A few things happened in my early twenties. I fell in with a new social circle shortly after becoming pregnant with a baby girl. For the first time, I was exposed to meaningful ideas about gender inequality that made sense to me and were commensurate with my own experiences. This may or may not bode well for my feminist credibility, but those earliest messages came from men. Intelligent men whose friendship and opinions I valued. In a world where women and our voices are so often dismissed, men who are feminist allies can be a bridge that helps newcomers get over those first barriers to thinking critically about gender. It would be nice if things had been different and my feminist consciousness had blossomed naturally out of close friendships with other women and feelings of sisterly solidarity early in life. However, that’s just not my story. My path to discovering feminism began when a man said to me, “Of course I’m a feminist. You’re not? Why?”

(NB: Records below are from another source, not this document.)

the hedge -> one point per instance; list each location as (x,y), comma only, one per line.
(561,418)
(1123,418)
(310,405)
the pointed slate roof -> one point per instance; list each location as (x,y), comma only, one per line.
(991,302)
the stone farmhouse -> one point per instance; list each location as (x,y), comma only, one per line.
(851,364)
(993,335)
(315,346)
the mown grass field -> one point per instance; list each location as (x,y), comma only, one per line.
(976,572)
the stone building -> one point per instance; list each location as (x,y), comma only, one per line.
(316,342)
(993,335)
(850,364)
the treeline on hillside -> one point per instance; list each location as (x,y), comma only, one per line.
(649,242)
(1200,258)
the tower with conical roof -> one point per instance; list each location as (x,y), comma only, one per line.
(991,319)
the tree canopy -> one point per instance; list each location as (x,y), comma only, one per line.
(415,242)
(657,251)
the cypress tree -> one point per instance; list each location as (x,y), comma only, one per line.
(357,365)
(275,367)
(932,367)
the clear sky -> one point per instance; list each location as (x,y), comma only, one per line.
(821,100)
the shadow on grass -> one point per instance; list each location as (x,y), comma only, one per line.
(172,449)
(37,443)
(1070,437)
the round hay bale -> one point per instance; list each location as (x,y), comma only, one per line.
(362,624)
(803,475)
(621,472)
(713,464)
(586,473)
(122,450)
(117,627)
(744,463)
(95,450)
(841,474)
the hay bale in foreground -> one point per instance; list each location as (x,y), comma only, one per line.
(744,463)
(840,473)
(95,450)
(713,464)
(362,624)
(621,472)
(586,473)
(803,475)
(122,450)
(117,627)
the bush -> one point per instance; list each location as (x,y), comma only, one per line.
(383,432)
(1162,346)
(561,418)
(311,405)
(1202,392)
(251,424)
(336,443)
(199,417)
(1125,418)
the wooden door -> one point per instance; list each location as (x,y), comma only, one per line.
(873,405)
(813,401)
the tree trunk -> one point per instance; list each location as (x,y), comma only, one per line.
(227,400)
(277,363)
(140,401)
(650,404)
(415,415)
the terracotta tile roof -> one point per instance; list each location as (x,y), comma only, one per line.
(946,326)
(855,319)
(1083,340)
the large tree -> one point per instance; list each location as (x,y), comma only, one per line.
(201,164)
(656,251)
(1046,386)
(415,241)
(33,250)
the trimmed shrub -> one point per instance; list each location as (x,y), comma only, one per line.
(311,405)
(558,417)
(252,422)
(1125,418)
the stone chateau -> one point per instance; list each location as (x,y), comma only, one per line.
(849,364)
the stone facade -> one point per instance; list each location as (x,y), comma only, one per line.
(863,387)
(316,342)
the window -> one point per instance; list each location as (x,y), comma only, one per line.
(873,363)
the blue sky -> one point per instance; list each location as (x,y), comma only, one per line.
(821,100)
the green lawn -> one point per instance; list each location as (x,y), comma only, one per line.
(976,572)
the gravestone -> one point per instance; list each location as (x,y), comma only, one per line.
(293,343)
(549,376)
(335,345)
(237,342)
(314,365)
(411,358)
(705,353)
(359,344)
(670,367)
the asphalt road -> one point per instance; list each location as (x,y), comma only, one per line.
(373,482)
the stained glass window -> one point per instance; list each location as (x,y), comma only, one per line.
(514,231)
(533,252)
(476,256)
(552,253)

Why, indeed? I had accepted a lot of regrettable cultural scripts that I had never bothered to stop and analyze. One of my university professors would later introduce the trope of the mythical feminist as an “angry, ugly dyke”. I had dated misogynistic guys who would blame my emotional responses to their bad behavior as my “being crazy” – and I believed them. I had befriended girls and young women who later disappointed me or were disappointed by me – and I rationalized these problems as being symptomatic of the inherent difficulty in maintaining relationships with women, rather than normal hiccups in maintaining healthy friendships. I had read articles in magazines about how annoying feminists are and had seen them caricatured on television. Honestly, I thought I knew everything I needed to know. Obviously, I was wrong. But a lot of people are in this spot. They hang out here, possibly indefinitely, until someone makes that bridge. I want this blog to be a bridge – or if it can’t be a bridge, I want it to be a board in that bridge. I want to challenge the way that the media represents feminism and also the way that it represents women. Finally, I want to challenge the way that feminism represents itself: especially the ways in which mainstream feminist outlets sometimes dismiss or outright slander women of color and people with non-conforming gender identities. There is a lot of good in feminism, but as it is a complicated movement with many strains, there is a lot of junk, too, that comes in  the form of ignorance and bigotry. It’s something that we need to talk about.

Finally, I wanted to distinguish this body of work as “nonfiction” because, while analysis of fictional narratives in books, televisions shows and movies is often useful, it’s not my focus. Other people are already doing that work and many are doing it quite well, so I don’t see a need for my voice in that arena. For that reason, my writing is fundamentally centered on the way that feminist theories apply and interact with real people, from the individual level all the way up to broader institutions, government, and society.

As a person who is flawed and does not have deep roots of longevity in the feminist movement, I’m still learning about it myself. I have read quite a lot of diverse feminist theory and am always looking to grow and see new ways that feminism is defined and interpreted by people of different backgrounds. I will happily share my reading list with all of you as it evolves. I welcome and encourage respectful dissent and sharing of ideas. However, I also want to make sure that when sensationalist and clearly false representations of feminism make their way through mainstream media outlets that there is a voice to answer back. As of right now, that voice is mine. Let’s see what happens.